Another Channel Repacking Won’t Fly for WMTV-TV


MADISON, WIS.: “A viewer 75 miles northwest of Madison reports occasional reception trouble the last few days,” tweeted Tom Weeden, chief engineer of WMTV-TV in Madison, where 18 percent of the TV households rely exclusively on over-the-air reception. Weedon linked the message to tropospheric ducting maps showing the potential for RF interference in the area.

Seventy-five miles is a good signal by any measure, interference or otherwise, especially since the NBC affiliate is broadcasting at 155 kW on Ch. 19. Weedon said they can’t go any higher because of the transmitter’s proximity to Chicago’s WGN-T, about 150 miles away. WGN is also broadcasting on Ch. 19, at 600 kW, according to the latest record on the FCC database.
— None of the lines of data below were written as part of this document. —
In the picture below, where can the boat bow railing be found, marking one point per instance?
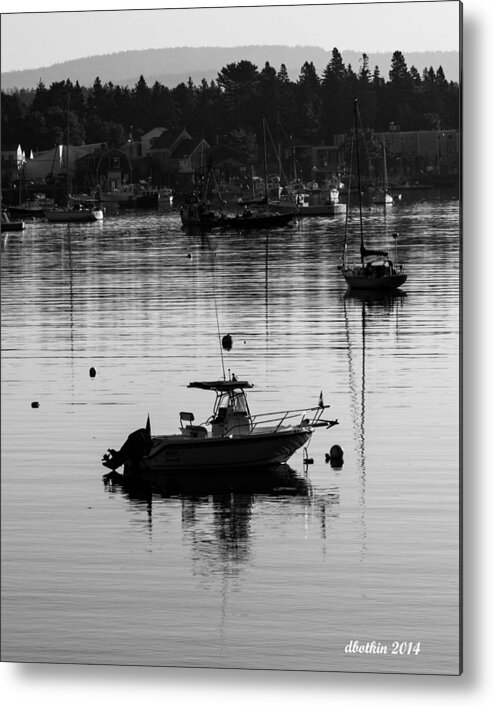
(302, 418)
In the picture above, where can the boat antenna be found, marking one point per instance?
(349, 191)
(356, 125)
(216, 314)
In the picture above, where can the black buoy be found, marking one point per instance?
(336, 452)
(226, 342)
(335, 456)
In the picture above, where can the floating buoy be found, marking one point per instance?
(226, 342)
(336, 452)
(335, 456)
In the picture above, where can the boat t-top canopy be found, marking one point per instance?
(221, 386)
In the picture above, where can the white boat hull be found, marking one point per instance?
(174, 452)
(72, 216)
(330, 209)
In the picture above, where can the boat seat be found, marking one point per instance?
(186, 417)
(191, 430)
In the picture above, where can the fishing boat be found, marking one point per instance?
(382, 195)
(196, 211)
(72, 212)
(230, 439)
(375, 270)
(33, 208)
(262, 217)
(303, 203)
(75, 213)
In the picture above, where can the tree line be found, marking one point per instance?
(231, 109)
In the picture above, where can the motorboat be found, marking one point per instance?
(230, 439)
(263, 218)
(76, 213)
(197, 213)
(303, 203)
(375, 270)
(8, 225)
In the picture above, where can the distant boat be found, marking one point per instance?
(303, 203)
(138, 195)
(375, 271)
(382, 195)
(72, 212)
(76, 213)
(261, 217)
(33, 208)
(8, 225)
(232, 438)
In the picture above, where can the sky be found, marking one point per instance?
(31, 39)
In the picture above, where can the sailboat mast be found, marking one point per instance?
(358, 180)
(67, 178)
(265, 160)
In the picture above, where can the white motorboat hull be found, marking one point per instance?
(73, 216)
(174, 452)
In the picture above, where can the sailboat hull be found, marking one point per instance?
(364, 282)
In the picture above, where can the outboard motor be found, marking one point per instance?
(136, 446)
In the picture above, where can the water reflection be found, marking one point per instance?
(217, 509)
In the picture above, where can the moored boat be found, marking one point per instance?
(231, 439)
(304, 204)
(8, 225)
(77, 213)
(375, 270)
(258, 219)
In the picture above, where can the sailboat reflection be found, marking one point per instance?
(364, 303)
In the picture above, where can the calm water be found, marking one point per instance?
(280, 573)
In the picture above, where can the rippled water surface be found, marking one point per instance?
(279, 572)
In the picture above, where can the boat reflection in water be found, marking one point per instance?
(217, 510)
(365, 303)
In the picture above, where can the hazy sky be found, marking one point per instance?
(33, 39)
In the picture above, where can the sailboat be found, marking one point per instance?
(196, 211)
(260, 218)
(72, 212)
(375, 270)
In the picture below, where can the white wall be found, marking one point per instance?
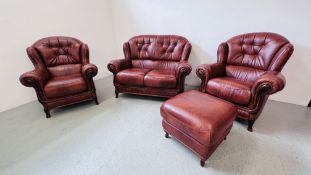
(105, 24)
(206, 23)
(24, 22)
“Our situation is an argument against packing stations closer together,” Weedon said, referring to the federal plan to reclaim 40 percent of the broadcast TV spectrum and move TV stations into the remaining channel assignments. The nation’s 1,600 or so TV stations just underwent a repacking following the digital transition in which they relinquished 108 MHz of spectrum. The federal government wants another 120 MHz for wireless broadband, leaving TV stations roughly 180 MHz nationwide.